Die rot-grüne Koalition in Hamburg hat sich mit dem Koalitionsvertrag auch zum Thema geschlossene Unterbringung von Kindern und Jugendlichen positioniert.

Zunächst ist es zu begrüßen, dass sich die Koalitionäre darauf einigen konnten, die bisher noch wenig bekannte Koordinierungsstelle für die Umsetzung flexibler Hilfen für Kinder und Jugendliche mit komplexem Hilfebedarf[1] finanziell und personell zu verstärken. Die Koordinierungsstelle arbeitet seit einem guten Jahr erfolgreich an spezifischen individuellen Hilfeangeboten, indem mehrere erfahrene Jugendhilfeträger gemeinsam in die Fallberatungen einbezogen werden. Die hierdurch gegebene erfahrungsgestützte Mehrperspektivigkeit hat sich inzwischen trotz der kurzen Zeit bewährt. Mit der Gründung der Koordinierungsstelle wurde eine Idee leicht modifiziert umgesetzt, die das Aktionsbündnis gegen geschlossene Unterbringung (AGU)[2] schon seit langem in die Fachdiskussion gebracht und gefordert hatte.

SOAL und das Aktionsbündnis gegen Geschlossene Unterbringung begrüßen es, wenn dieser Ansatz nun weiter entwickelt und ausgebaut werden kann.

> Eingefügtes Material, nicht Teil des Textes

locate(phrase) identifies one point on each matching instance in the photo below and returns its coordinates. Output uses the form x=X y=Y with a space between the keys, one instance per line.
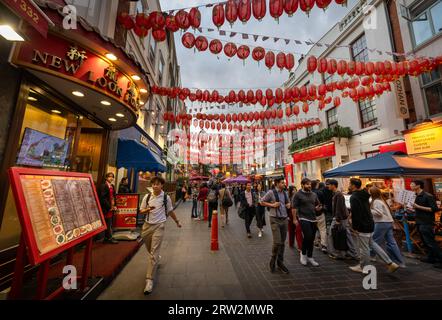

Der Koalitionsvertrag sieht jedoch auch die Schaffung einer neuen Einrichtung für die geschlossene Unterbringung von Kindern und Jugendlichen[3] in Zusammenarbeit mit anderen Bundesländern[4] vor. Die zunächst festgelegte Platzbegrenzung auf eine „kleine einstellige Zahl“ darf nicht darüber hinwegtäuschen, dass dahinter immer noch die grundsätzliche Haltung steht, wonach es eine Form pädagogischer Einrichtung geben kann bzw. muss, die unter Zwang und Freiheitsentzug erfolgreich die Aufgaben des Jugendhilferechts umsetzen kann. Dies ist jedoch grundsätzlich nicht möglich. Allerdings: Sind solche Plätze tatsächlich geschaffen, wird es neben der Sogwirkung solcher Einrichtungen auch einen rein ökonomischen Druck geben, diese sehr teuren Plätze zu belegen.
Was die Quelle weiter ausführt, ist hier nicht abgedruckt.